Gerson pflichtete dem bei und bewertete Trump als wenig seriösen Kandidaten, ebenso wie Ted Cruz und Ben Carson, die beide derzeit noch populär erschienen. Die besten Erfolgsaussichten auf die republikanische Kandidatur gab Gerson Marco Rubio, der gemeinsam mit Paul Ryan als Sprecher des House of Representatives ein gutes republikanisches Team an der Spitze der USA bilden könne. Mit Blick auf Trump fügte Gerson hinzu, dass dessen Unterstützer vor allem weiße Christen seien, die sich im Zuge des demographischen Wandels und der damit zunehmenden gesellschaftlichen Vielfalt als „Fremde im eigenen Lande“ fühlten. Trump bediene eben diese Emotionen, was sich am deutlichsten in seinem nostalgisch anmutenden Wahlspruch widerspiegele: „Make America great again“. Sollte Trump damit wider Erwarten doch die republikanische Präsidentschaftskandidatur für sich entscheiden, so würde der Großteil seiner Partei eher für eine demokratische Kandidatin Hillary Clinton stimmen, als für den eigenen Kandidaten. Dass Clinton die Kandidatur der Demokraten gewinnen werde, darüber war sich das Panel einig. Zwar könne ihr die Affäre um den privaten Server noch zum Verhängnis werden, so Gerson, doch als widerstandsfähige und erfahrene „Staatsdienerin“, die zudem politisch mittiger einzuordnen sei als Barack Obama und damit ein größeres politisches Spektrum anspreche, sei sie eine starke Kandidatin.

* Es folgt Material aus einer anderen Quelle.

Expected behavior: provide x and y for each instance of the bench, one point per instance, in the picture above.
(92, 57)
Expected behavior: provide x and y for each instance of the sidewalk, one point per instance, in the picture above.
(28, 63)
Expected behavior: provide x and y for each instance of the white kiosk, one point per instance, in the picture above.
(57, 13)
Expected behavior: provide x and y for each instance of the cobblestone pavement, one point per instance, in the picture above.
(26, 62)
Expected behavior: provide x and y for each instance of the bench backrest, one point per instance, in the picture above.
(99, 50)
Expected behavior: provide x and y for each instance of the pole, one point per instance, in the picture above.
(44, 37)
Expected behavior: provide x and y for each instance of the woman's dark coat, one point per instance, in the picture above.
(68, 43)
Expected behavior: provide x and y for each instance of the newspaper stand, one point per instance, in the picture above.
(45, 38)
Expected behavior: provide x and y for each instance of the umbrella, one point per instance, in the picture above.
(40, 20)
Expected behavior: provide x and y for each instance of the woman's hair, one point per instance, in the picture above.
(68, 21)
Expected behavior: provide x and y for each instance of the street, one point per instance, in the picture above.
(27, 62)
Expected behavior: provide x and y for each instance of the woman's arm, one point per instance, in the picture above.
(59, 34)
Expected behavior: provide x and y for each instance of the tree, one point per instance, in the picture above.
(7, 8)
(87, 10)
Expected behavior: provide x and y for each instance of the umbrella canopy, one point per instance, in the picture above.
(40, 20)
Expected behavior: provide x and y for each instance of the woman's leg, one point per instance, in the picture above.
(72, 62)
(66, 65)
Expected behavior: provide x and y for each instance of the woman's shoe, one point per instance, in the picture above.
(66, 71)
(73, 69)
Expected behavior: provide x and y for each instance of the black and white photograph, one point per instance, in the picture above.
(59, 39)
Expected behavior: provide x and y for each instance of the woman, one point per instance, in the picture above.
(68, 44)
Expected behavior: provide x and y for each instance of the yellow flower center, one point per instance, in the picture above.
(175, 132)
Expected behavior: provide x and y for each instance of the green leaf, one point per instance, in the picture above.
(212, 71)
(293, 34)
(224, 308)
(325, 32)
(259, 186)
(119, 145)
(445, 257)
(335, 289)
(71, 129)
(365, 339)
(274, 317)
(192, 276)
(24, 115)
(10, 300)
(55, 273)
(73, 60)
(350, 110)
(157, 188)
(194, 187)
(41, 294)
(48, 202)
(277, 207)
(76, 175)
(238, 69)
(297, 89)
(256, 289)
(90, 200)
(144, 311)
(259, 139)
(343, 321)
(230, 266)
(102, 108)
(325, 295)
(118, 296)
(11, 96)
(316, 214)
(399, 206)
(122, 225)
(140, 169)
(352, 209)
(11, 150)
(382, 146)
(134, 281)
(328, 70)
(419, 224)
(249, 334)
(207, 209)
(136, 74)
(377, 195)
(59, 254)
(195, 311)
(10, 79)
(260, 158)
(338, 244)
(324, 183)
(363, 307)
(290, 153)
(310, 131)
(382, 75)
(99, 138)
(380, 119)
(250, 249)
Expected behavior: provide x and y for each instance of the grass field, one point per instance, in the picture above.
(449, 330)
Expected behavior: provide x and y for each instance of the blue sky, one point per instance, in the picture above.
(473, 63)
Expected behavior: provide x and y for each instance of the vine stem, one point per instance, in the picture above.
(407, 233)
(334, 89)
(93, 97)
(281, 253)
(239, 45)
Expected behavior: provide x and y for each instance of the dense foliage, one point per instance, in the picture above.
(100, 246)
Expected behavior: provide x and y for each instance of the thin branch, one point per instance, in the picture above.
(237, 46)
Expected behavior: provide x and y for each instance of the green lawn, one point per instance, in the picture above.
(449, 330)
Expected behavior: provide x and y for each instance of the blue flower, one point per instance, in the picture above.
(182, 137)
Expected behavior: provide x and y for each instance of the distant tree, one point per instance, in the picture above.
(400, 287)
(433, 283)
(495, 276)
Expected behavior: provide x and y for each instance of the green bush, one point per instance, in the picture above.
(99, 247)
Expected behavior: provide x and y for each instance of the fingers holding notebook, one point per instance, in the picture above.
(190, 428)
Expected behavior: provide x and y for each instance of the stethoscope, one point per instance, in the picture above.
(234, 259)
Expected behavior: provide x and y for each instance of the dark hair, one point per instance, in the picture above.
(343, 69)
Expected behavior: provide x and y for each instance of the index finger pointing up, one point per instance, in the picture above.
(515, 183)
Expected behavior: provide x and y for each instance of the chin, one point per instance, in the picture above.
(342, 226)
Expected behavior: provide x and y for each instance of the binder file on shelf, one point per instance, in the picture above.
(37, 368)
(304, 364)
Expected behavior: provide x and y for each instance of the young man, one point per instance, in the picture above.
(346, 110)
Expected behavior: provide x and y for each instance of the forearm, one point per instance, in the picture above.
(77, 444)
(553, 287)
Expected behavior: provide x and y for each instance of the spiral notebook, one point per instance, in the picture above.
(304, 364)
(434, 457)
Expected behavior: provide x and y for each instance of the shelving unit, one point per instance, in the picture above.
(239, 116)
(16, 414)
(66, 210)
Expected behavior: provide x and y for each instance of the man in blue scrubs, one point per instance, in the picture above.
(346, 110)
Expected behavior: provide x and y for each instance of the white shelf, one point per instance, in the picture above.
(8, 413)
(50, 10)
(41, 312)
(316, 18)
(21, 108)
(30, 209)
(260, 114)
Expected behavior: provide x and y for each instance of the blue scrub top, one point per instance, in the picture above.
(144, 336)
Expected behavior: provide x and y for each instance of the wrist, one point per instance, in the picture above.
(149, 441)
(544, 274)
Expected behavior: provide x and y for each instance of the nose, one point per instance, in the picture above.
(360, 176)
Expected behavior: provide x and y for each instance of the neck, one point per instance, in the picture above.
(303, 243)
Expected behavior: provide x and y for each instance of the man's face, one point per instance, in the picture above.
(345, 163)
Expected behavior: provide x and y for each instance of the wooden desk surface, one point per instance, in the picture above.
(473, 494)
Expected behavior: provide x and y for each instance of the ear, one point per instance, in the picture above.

Bierling bewertete die aktuelle Lage in den USA für die transatlantischen Beziehungen. Was die amerikanische Außenpolitik angehe, so Bierling, fürchteten Deutsche, die sich ernsthaft mit den USA beschäftigten, einen möglichen amerikanischen Isolationismus. Und auch diejenigen, die sich einen Rückzug Amerikas aus der Weltpolitik nach 9/11 und dem Irakkrieg gewünscht hätten, beklagten nun häufig die internationale Zurückhaltung Obamas. Selbstkritisch beschrieb Bierling, wie ein Großteil der Deutschen auf den laufenden Vorwahlkampf reagiere. Dass Trump auch auf dieser Seite des Atlantiks in aller Munde sei, sehe er darin begründet, dass dieser beliebte Vorurteile bediene, welche den deutschen moralischen Hochmut gegenüber eines ansonsten übermächtigen Partners USA rechtfertigten. Dabei, so Bierling, befinde sich der Wahlkampf noch in einer Spielphase. Ernstere Themen und Akteure würden bald die Agenda bestimmen. Denn das amerikanische System der „Checks and Balances“ sei so angelegt, dass ein Donald Trump langfristig keinen Schaden werde anrichten können.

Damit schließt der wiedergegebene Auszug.